In the same vein, I echo the calls for the Coalition and the Government of Yemen to immediately resume commercial flights to and from Sana’a. Saudi Arabia controls the airspace over Yemen generally and Sana’a in particular. It is within their power, their choice to permit this. Since Yemenia stopped flying into Sana’a, thousands of Yemenis are stranded, including students who need to pursue their studies abroad and patients who need medical care not available in Yemen today. Many lives could be saved if only they could travel freely to obtain that medical treatment. For instance, the United Nations worked tirelessly to organize life-saving evacuations via the air of wounded civilians from the 8 October attack on the Great Hall. The Iranians and quickly thereafter KSA also offered to assist with evacuations. Yet politics, bureaucratic impediments and other obstacles prevented us doing so. Clearly the people of Yemen cannot be asked to depend upon such improvisations in order to receive essential medical care. We commend Oman, which was able to evacuate more than 100 people for medical treatment, but a second evacuation couldn't be arranged in time before the ceasefire ended.
Since I last briefed the Council, humanitarian partners were reaching 3.5 million every month between January and July, now they are reaching 4.6 million per month – despite all challenges. There has been a steady increase in deliveries to people in need across the country, and an additional million people are now being reached with food aid every month, with more than 4 million Yemenis receiving food aid each day. Partners have provided essential health services through fixed and mobile teams, including both trauma and secondary healthcare; and provided medicines/supplies to health facilities which serve millions.
The United Nations, under the strong leadership of the Humanitarian Coordinator, together with our humanitarian partners, stand ready to do more, if only the humanitarian access constraints could be eased and we had more financial support. But this requires coordination with the Coalition, the myriad of local actors at the central level in Sana’a, and other parties to the conflict. Bureaucratic impediments in Yemen were already a problem before the current conflict began, and have since then grown more complex. The UN continues to negotiate access with all relevant actors, including the authorities in Sana’a.

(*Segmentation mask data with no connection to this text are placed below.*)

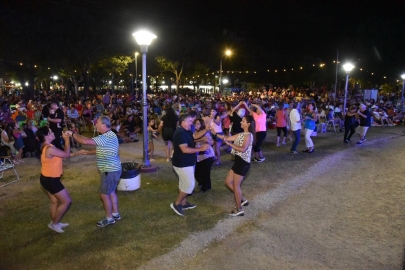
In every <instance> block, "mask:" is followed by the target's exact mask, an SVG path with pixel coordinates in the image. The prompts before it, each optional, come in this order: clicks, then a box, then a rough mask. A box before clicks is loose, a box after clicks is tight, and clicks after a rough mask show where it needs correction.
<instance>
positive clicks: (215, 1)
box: [0, 0, 405, 78]
mask: <svg viewBox="0 0 405 270" xmlns="http://www.w3.org/2000/svg"><path fill="white" fill-rule="evenodd" d="M404 14H405V1H399V0H392V1H389V0H388V1H356V0H353V1H347V0H342V1H316V2H314V1H303V0H301V1H298V0H297V1H293V0H284V1H270V0H268V1H241V0H234V1H218V0H217V1H214V0H206V1H156V0H149V1H125V0H121V1H120V0H117V1H105V0H99V1H97V0H48V1H44V0H30V1H28V0H13V1H9V0H6V1H3V4H2V7H1V9H0V23H1V25H2V27H1V29H2V34H3V35H2V38H1V40H0V59H2V60H3V61H4V60H6V61H15V62H20V61H21V62H23V61H30V62H35V63H44V64H45V63H47V64H46V65H50V64H49V63H51V64H52V63H53V64H54V65H61V63H60V62H61V61H62V59H63V58H66V59H72V58H74V57H76V56H77V55H79V54H80V53H79V52H86V53H88V54H90V53H94V54H96V53H97V52H103V53H110V54H126V55H131V54H132V53H133V52H134V51H135V50H138V46H137V45H136V43H135V41H134V39H133V37H132V33H133V32H134V31H135V30H137V29H140V28H142V27H146V28H148V29H149V30H151V31H152V32H154V33H155V34H156V35H157V36H158V38H157V39H156V40H155V41H154V42H153V43H152V45H151V46H150V48H149V53H148V57H149V58H151V59H154V57H156V56H165V57H169V58H172V59H175V58H179V57H181V56H184V55H185V54H187V55H188V57H189V59H191V60H192V61H195V62H201V63H204V64H205V65H206V66H208V67H210V69H211V70H215V69H218V64H219V59H220V57H221V54H222V53H223V51H224V50H225V48H231V49H233V51H234V55H233V56H232V57H231V59H228V60H227V63H226V65H227V66H226V68H225V67H224V69H230V70H267V69H275V68H290V67H297V66H300V65H309V64H312V63H316V64H319V63H327V64H332V61H333V60H334V59H336V52H337V51H339V54H340V60H341V61H342V62H343V61H345V60H350V61H352V62H353V63H354V64H355V65H356V66H357V67H360V66H362V67H365V68H367V69H370V70H373V72H375V73H379V74H384V75H387V76H389V77H392V78H399V75H400V74H402V73H403V72H405V52H404V51H405V38H404V36H403V29H405V16H404ZM149 58H148V59H149ZM62 62H63V61H62Z"/></svg>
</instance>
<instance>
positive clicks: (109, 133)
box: [93, 130, 121, 172]
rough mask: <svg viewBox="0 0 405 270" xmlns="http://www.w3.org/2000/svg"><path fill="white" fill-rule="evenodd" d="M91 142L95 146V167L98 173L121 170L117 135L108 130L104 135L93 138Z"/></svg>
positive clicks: (97, 136) (120, 165)
mask: <svg viewBox="0 0 405 270" xmlns="http://www.w3.org/2000/svg"><path fill="white" fill-rule="evenodd" d="M93 141H94V142H95V143H96V145H97V146H96V157H97V167H98V169H99V170H100V172H115V171H119V170H121V161H120V157H119V155H118V138H117V135H115V133H114V132H112V131H111V130H109V131H107V132H106V133H104V134H101V135H99V136H97V137H95V138H93Z"/></svg>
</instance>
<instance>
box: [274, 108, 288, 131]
mask: <svg viewBox="0 0 405 270" xmlns="http://www.w3.org/2000/svg"><path fill="white" fill-rule="evenodd" d="M276 118H277V123H276V127H286V126H287V123H286V120H285V119H286V117H285V113H284V110H278V111H277V112H276Z"/></svg>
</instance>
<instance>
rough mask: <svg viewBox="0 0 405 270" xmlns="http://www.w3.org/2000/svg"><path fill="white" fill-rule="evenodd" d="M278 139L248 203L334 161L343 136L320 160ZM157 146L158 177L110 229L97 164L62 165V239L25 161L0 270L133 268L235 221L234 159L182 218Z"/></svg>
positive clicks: (21, 169) (72, 163)
mask: <svg viewBox="0 0 405 270" xmlns="http://www.w3.org/2000/svg"><path fill="white" fill-rule="evenodd" d="M273 133H274V131H269V134H270V135H268V137H267V139H266V142H265V144H264V155H265V156H266V158H267V160H266V161H265V162H264V163H254V164H252V167H251V170H250V172H249V175H248V176H247V178H246V181H245V183H244V186H243V192H244V194H245V196H246V197H247V198H248V199H253V197H254V195H256V194H259V193H263V192H266V191H268V190H270V189H271V188H274V187H275V186H277V185H278V184H279V183H280V181H283V180H284V179H288V178H290V177H293V176H296V175H297V174H299V173H300V172H302V171H303V170H305V167H306V166H303V165H305V164H308V162H311V163H312V162H317V161H319V160H321V159H322V157H323V156H325V155H327V154H330V153H331V151H330V146H328V147H329V148H328V149H326V150H324V151H323V150H322V147H323V146H322V145H327V144H331V143H332V144H336V145H338V147H341V136H338V135H342V134H330V136H334V137H336V142H335V141H334V140H331V139H330V138H326V137H318V138H315V140H314V141H315V144H316V145H319V148H317V152H316V153H317V154H316V155H309V154H307V155H304V154H302V155H297V156H295V155H290V154H289V153H288V149H289V146H286V147H279V148H276V147H275V146H274V141H275V137H274V134H273ZM301 146H302V143H301ZM155 147H156V149H157V150H155V158H157V164H158V165H159V170H158V172H157V173H152V174H142V175H141V182H142V184H141V188H140V189H138V190H136V191H133V192H122V191H121V192H118V197H119V203H120V213H121V216H122V220H120V221H117V222H116V224H114V225H112V226H107V227H104V228H98V227H97V226H96V222H97V221H99V220H100V219H101V218H103V216H104V211H103V209H102V204H101V201H100V199H99V195H98V185H99V176H98V173H97V169H96V163H95V157H94V156H77V157H72V158H70V159H66V160H64V176H63V178H62V180H63V184H64V185H65V187H66V188H67V190H68V191H69V193H70V195H71V197H72V201H73V203H72V206H71V208H70V210H69V211H68V212H67V214H66V216H65V217H64V218H63V220H62V221H63V222H68V223H69V224H70V226H69V227H67V228H66V229H65V233H63V234H57V233H55V232H53V231H51V230H50V229H49V228H48V227H47V224H48V223H49V221H50V218H49V214H48V198H47V196H46V195H45V194H44V193H43V191H42V190H41V189H40V184H39V173H40V164H39V161H38V160H37V159H34V158H33V159H27V160H26V162H25V163H24V164H21V165H17V170H18V172H19V174H20V175H21V180H20V181H19V182H17V183H14V184H11V185H8V186H6V187H3V188H0V217H1V218H2V222H1V225H0V239H1V241H0V254H1V255H0V269H50V268H52V269H85V268H87V269H106V268H114V269H129V268H132V269H134V268H137V267H139V266H141V265H143V264H145V263H146V262H148V261H149V260H151V259H153V258H154V257H157V256H159V255H161V254H165V253H167V252H169V251H171V250H172V249H173V248H175V247H176V246H178V245H179V244H180V243H181V241H182V240H184V239H185V238H187V237H188V236H189V234H190V233H193V232H198V231H204V230H208V229H210V228H213V227H214V226H215V225H216V223H217V222H218V221H220V220H221V219H224V218H232V217H228V214H227V213H228V212H229V211H230V210H231V209H232V207H233V205H234V202H233V195H232V193H231V192H229V191H228V190H227V189H226V188H225V186H224V183H223V182H224V179H225V176H226V174H227V172H228V171H229V169H230V168H231V166H232V164H233V162H232V161H231V160H230V155H227V154H225V153H223V158H222V159H223V160H222V165H221V166H220V167H213V169H212V186H213V188H212V190H210V191H209V192H206V193H204V194H196V195H193V196H191V197H190V198H189V200H190V202H192V203H196V204H197V208H196V209H192V210H187V211H186V216H185V217H180V216H178V215H176V214H175V213H174V212H173V211H172V210H171V209H170V207H169V204H170V203H171V202H173V201H174V200H175V198H176V197H177V188H178V180H177V177H176V176H175V174H174V172H173V170H172V167H171V163H167V162H165V158H164V154H163V147H162V143H161V142H157V143H155ZM332 147H333V146H332ZM336 147H337V146H336ZM120 155H121V161H122V162H128V161H134V159H135V162H140V157H141V155H142V143H141V142H138V143H129V144H125V145H122V146H121V147H120ZM5 174H6V175H11V173H9V174H7V172H6V173H5ZM5 180H7V178H6V179H1V181H0V183H2V182H4V181H5ZM253 203H260V202H254V201H253ZM238 218H240V217H238Z"/></svg>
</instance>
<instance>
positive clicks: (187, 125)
mask: <svg viewBox="0 0 405 270" xmlns="http://www.w3.org/2000/svg"><path fill="white" fill-rule="evenodd" d="M192 123H193V122H192V118H191V117H190V115H188V114H181V115H180V118H179V127H177V128H176V131H175V132H174V135H173V149H174V153H173V168H174V170H175V172H176V174H177V175H178V177H179V195H178V197H177V199H176V201H175V202H174V203H172V204H170V207H171V208H172V209H173V211H174V212H175V213H176V214H177V215H179V216H184V212H183V210H187V209H193V208H195V207H196V205H195V204H191V203H189V202H188V201H187V196H188V195H190V194H191V193H193V190H194V186H195V180H194V166H195V162H196V153H198V152H200V151H205V150H208V149H209V147H210V146H209V145H208V144H204V145H202V146H201V147H200V148H195V142H194V138H193V133H192V132H191V130H190V127H191V125H192Z"/></svg>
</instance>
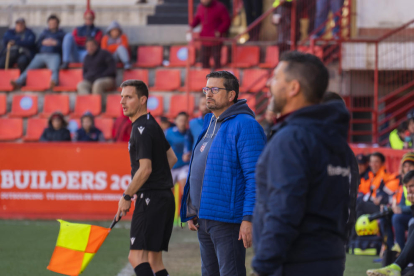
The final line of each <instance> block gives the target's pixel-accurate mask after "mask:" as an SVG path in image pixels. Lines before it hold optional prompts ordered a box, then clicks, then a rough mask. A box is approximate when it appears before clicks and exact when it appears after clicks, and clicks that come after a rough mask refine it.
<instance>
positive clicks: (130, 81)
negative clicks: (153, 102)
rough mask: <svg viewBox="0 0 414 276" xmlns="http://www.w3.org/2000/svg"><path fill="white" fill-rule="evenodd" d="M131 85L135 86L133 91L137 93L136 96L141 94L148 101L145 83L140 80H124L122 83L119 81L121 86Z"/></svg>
mask: <svg viewBox="0 0 414 276" xmlns="http://www.w3.org/2000/svg"><path fill="white" fill-rule="evenodd" d="M127 86H132V87H135V92H136V93H137V95H138V98H141V97H142V96H145V97H147V102H148V87H147V85H146V84H145V82H143V81H140V80H126V81H124V82H123V83H121V88H124V87H127Z"/></svg>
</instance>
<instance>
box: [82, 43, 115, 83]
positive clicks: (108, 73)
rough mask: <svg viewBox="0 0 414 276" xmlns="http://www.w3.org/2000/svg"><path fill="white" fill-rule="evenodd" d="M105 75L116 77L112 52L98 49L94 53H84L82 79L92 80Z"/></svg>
mask: <svg viewBox="0 0 414 276" xmlns="http://www.w3.org/2000/svg"><path fill="white" fill-rule="evenodd" d="M105 77H112V78H115V77H116V64H115V60H114V58H113V57H112V54H111V53H109V52H108V51H105V50H102V49H98V50H97V51H96V52H95V54H93V55H89V54H88V55H86V57H85V59H84V61H83V79H84V80H88V81H90V82H94V81H96V80H97V79H99V78H105Z"/></svg>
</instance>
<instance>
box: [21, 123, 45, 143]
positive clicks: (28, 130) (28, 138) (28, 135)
mask: <svg viewBox="0 0 414 276" xmlns="http://www.w3.org/2000/svg"><path fill="white" fill-rule="evenodd" d="M47 124H48V119H42V118H30V119H28V120H27V129H26V136H25V137H23V140H24V141H26V142H35V141H39V139H40V136H42V133H43V131H44V129H45V128H46V127H47Z"/></svg>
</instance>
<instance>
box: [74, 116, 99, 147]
mask: <svg viewBox="0 0 414 276" xmlns="http://www.w3.org/2000/svg"><path fill="white" fill-rule="evenodd" d="M81 125H82V126H81V128H79V129H78V130H77V131H76V132H75V135H74V136H73V141H74V142H105V137H104V135H103V133H102V131H101V130H100V129H98V128H97V127H95V118H94V117H93V115H92V113H90V112H86V113H85V114H83V116H82V118H81Z"/></svg>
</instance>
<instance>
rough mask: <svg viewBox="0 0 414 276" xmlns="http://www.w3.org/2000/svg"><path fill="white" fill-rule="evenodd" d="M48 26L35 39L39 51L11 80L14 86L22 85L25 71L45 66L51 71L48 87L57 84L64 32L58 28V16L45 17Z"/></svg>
mask: <svg viewBox="0 0 414 276" xmlns="http://www.w3.org/2000/svg"><path fill="white" fill-rule="evenodd" d="M47 25H48V28H47V29H45V30H44V31H43V32H42V33H41V34H40V37H39V40H38V41H37V47H38V49H39V53H38V54H36V56H35V57H34V59H33V60H32V61H31V62H30V64H29V66H28V67H27V69H26V70H25V71H24V72H23V74H21V75H20V77H19V78H18V79H17V80H16V81H12V85H13V86H14V88H17V87H20V86H22V85H24V83H25V82H26V78H27V71H28V70H30V69H38V68H43V67H47V68H48V69H50V70H51V71H52V79H51V81H50V87H51V88H53V87H54V86H55V85H57V84H58V80H59V65H60V56H61V53H62V41H63V37H64V36H65V32H64V31H63V30H61V29H59V18H58V17H57V16H56V15H53V14H52V15H51V16H49V17H48V19H47Z"/></svg>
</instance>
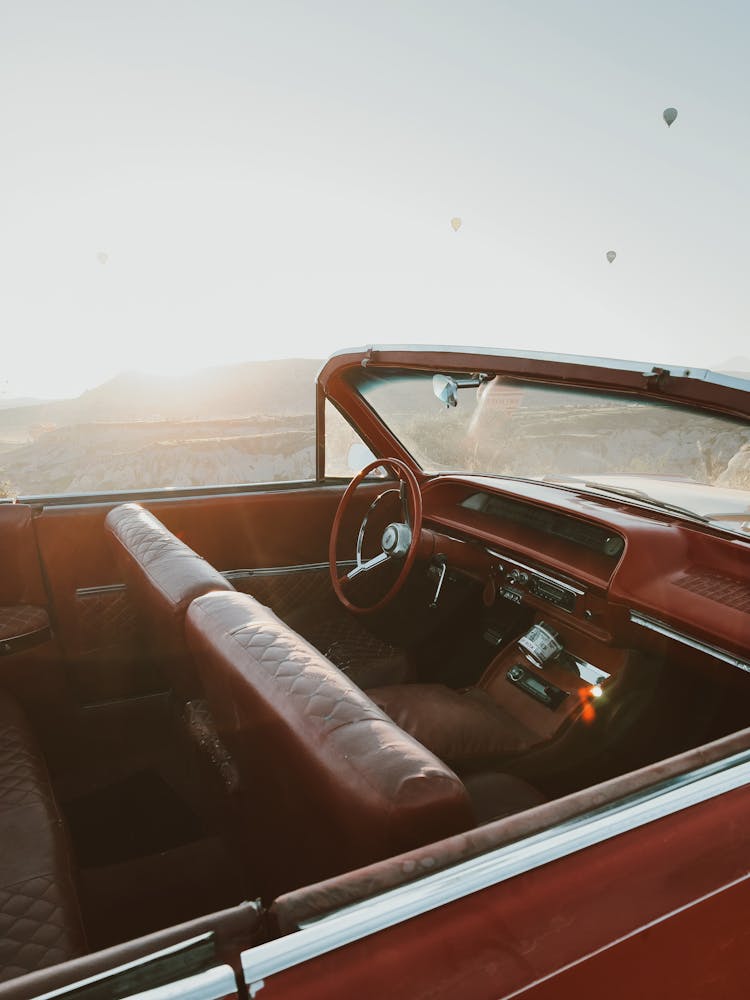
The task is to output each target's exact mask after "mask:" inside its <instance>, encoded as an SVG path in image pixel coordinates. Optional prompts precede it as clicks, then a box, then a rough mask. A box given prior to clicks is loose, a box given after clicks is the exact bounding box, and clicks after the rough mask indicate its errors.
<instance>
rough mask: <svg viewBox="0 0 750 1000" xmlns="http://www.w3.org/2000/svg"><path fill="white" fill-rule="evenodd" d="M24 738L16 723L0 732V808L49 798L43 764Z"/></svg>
mask: <svg viewBox="0 0 750 1000" xmlns="http://www.w3.org/2000/svg"><path fill="white" fill-rule="evenodd" d="M27 739H28V738H27V737H25V735H24V734H23V733H22V732H21V730H20V729H18V727H16V726H12V725H10V726H6V727H4V728H3V729H2V730H1V731H0V807H2V806H19V805H27V804H28V803H29V802H38V801H39V800H44V801H50V800H51V794H50V792H49V790H48V786H47V776H46V773H45V769H44V765H43V764H42V762H41V760H40V759H39V757H38V756H37V754H36V753H34V751H33V750H31V749H30V748H29V746H28V745H27V743H26V740H27Z"/></svg>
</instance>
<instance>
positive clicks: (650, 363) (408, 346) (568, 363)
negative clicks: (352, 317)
mask: <svg viewBox="0 0 750 1000" xmlns="http://www.w3.org/2000/svg"><path fill="white" fill-rule="evenodd" d="M379 351H398V352H403V351H409V352H411V353H414V354H434V353H440V354H456V355H459V356H460V355H462V354H484V355H486V356H487V357H489V358H517V359H519V360H524V359H525V358H528V359H529V360H530V361H552V362H555V363H556V364H567V365H571V364H574V365H587V366H589V367H591V368H612V369H616V370H619V371H627V372H642V373H643V374H644V375H652V374H653V372H654V369H655V368H662V369H664V370H666V371H668V372H669V373H670V375H672V376H673V377H674V378H690V379H693V380H695V381H696V382H709V383H711V384H713V385H720V386H724V387H725V388H728V389H741V390H743V391H744V392H748V391H750V381H749V380H748V379H744V378H740V377H739V376H736V375H725V374H722V373H721V372H714V371H711V370H710V369H709V368H690V367H688V366H686V365H676V364H655V363H654V362H649V363H646V362H643V361H627V360H625V359H624V358H591V357H588V356H587V355H585V354H557V353H553V352H548V351H519V350H516V349H513V348H503V347H457V346H456V345H455V344H452V345H451V344H429V345H428V344H365V345H363V346H359V347H350V348H344V349H342V350H340V351H336V352H335V353H334V354H331V355H329V357H328V358H327V359H326V361H325V362H324V363H323V367H325V365H326V364H328V361H330V360H331V359H332V358H340V357H344V356H345V355H347V354H367V353H368V352H373V353H375V352H379ZM371 363H372V364H375V365H377V359H376V360H375V361H373V362H371ZM323 367H321V371H322V370H323Z"/></svg>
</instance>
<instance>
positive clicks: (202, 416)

This man-made brutal humanitarian disaster is now the catastrophe which I said was “looming” in my first briefing to this Council 18 months ago. The conflict has gone on for too long. It is high time the parties put the Yemeni people first and reached a peaceful agreement in order to salvage what is left of the infrastructure, economy, and social services of the country, and most importantly to address the aspirations of the Yemeni people to live in a peaceful society. If disregarded, the collapse of the country will have menacing consequences not only for the Yemeni people but to the entire region.
The parties, their proxies and those with influence over them, namely the Yemeni government, the Kingdom of Saudi Arabia, the regional Gulf nations in the Gulf Cooperation Council, the USA, UK and other western partners of KSA all have key roles and influence – as do the Houthi authorities, the former President Saleh and his supporters and Iran; they can arrest this war and this suffering. They can get behind the framework agreement put forward by the Special Envoy and secure peace in 30 days. It is a political decision which takes courage and leadership. We cannot wait.